The draft report expresses "serious concern" at the 147 stop-overs by CIA operated aircraft at Irish airports, many of which were coming from or directed to countries linked with extraordinary rendition. It highlights that several of the aircraft making stopovers in the Republic were involved in the rendition of seven people by the CIA as part of its "war on terror" after September 11th, 2001.
A spokesman for Minister for Foreign Affairs Dermot Ahern said last night that he was "livid" at the publication of the report two days before he is due to address the European Parliament committee on the issue.
The spokesman said Mr Ahern is "fuming" at the way the committee has conducted its business and said "at no stage" has any prisoner been rendered through Ireland. "It is absolutely bizarre that we would have the report of the findings of the committee about Ireland two days before the Minister is due to attend committee hearings. He will still go to the hearings and he will give a full and honest account of Ireland's position on this."
One of the 147 flights referred to in the EU report going back to 2001 detailed the movement of an aircraft owned by the Boston Red Sox baseball team. The route it took was more akin to a golfing holiday than anything more sinister, the spokesman said.
"This is more a case of extraordinary apparition rather than extraordinary rendition."
The EU report says aircraft that stopped off in Ireland were involved in the rendition of Agiza, El Zari, Al Rawi, El Banna, Britel, El Masri, Binyam. These individuals were secretly transported by the US secret service and some were later tortured in prisons outside Europe, such as Egypt. There is no evidence in the report to suggest they were ever transported through Irish airports but it says Germany, Italy, Sweden, Bosnia and Macedonia did facilitate rendition.

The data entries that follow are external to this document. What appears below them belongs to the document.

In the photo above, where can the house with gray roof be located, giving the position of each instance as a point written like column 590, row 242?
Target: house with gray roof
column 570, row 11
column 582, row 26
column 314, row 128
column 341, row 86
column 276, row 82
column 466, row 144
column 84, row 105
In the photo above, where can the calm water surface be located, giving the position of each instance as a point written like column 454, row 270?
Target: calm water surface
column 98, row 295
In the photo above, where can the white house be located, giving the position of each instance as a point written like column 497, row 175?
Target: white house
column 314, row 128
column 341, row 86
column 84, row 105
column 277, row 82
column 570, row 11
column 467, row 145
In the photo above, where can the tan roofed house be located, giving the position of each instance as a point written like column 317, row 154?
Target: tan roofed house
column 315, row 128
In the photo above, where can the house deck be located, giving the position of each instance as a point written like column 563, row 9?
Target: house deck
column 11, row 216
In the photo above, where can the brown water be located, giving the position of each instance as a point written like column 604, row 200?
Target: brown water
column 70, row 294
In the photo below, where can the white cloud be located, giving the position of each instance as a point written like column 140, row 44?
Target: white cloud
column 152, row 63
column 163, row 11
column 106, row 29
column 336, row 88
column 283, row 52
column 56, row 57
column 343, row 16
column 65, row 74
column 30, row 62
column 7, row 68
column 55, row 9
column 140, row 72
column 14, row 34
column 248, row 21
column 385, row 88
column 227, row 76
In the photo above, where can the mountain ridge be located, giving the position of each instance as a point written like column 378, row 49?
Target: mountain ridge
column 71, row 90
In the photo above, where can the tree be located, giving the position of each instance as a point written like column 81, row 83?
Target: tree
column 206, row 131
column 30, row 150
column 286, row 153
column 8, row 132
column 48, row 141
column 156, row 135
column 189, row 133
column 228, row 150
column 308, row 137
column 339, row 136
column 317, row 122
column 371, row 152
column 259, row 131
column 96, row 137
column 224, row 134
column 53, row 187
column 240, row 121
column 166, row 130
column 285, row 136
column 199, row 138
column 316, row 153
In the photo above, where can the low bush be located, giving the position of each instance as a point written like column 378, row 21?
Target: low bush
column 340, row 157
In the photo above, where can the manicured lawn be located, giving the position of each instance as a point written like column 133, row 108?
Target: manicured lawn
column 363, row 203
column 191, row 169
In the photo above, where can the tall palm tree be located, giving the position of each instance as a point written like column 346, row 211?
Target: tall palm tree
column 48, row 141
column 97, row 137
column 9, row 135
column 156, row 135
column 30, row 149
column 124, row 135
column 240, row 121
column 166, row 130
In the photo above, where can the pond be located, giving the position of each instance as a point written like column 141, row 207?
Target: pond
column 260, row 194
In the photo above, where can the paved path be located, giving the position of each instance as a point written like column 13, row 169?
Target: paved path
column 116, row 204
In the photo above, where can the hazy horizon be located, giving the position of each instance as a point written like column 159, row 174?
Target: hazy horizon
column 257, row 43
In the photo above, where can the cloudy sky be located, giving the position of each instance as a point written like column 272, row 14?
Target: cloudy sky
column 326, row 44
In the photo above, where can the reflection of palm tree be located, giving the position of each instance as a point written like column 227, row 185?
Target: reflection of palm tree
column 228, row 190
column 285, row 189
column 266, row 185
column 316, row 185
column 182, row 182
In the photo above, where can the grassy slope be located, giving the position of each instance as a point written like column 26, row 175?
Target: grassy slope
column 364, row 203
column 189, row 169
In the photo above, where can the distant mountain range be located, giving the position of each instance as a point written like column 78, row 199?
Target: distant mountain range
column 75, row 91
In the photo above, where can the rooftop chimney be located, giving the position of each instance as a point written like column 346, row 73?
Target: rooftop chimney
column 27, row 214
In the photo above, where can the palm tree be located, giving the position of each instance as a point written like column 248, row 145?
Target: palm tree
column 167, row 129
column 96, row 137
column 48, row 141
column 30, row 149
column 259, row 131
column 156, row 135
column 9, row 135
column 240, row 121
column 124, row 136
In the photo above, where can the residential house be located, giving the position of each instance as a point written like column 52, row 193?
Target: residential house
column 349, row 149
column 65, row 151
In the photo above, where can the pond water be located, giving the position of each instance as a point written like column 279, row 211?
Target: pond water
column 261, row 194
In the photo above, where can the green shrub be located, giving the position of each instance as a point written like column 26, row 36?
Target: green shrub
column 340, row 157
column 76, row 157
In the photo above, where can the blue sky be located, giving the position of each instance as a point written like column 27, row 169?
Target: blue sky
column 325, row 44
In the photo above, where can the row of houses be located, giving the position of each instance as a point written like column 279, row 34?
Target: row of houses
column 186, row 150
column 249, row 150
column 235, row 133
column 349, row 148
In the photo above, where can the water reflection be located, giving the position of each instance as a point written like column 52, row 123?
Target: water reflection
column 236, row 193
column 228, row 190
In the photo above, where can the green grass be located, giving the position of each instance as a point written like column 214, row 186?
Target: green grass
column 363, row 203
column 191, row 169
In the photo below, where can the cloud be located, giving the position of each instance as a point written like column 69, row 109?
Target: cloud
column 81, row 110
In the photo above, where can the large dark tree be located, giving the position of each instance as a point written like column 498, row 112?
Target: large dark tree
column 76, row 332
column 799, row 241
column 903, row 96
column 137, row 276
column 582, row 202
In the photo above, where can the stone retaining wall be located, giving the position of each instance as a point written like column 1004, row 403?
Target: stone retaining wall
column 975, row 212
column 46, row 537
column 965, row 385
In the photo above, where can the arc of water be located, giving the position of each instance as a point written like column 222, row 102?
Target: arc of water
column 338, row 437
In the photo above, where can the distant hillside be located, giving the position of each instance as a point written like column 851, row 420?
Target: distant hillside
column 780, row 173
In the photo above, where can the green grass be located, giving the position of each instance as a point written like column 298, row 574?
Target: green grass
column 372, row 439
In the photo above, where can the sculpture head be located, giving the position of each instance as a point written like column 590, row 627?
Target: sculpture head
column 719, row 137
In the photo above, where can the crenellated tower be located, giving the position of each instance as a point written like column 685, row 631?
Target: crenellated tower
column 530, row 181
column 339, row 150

The draft report was presented to the committee after the appearance and testimony yesterday of the chairman of the Irish Human Rights Commission, Dr Maurice Manning. He told the committee that the Government was not complying with its legal obligations under the European Convention on Human Rights by failing to set up a random inspection regime to ensure rendition was not taking place.
He said the Government should not simply rely on US diplomatic assurances but instead should agree a legally enforceable agreement with the US and investigate the matter of renditions.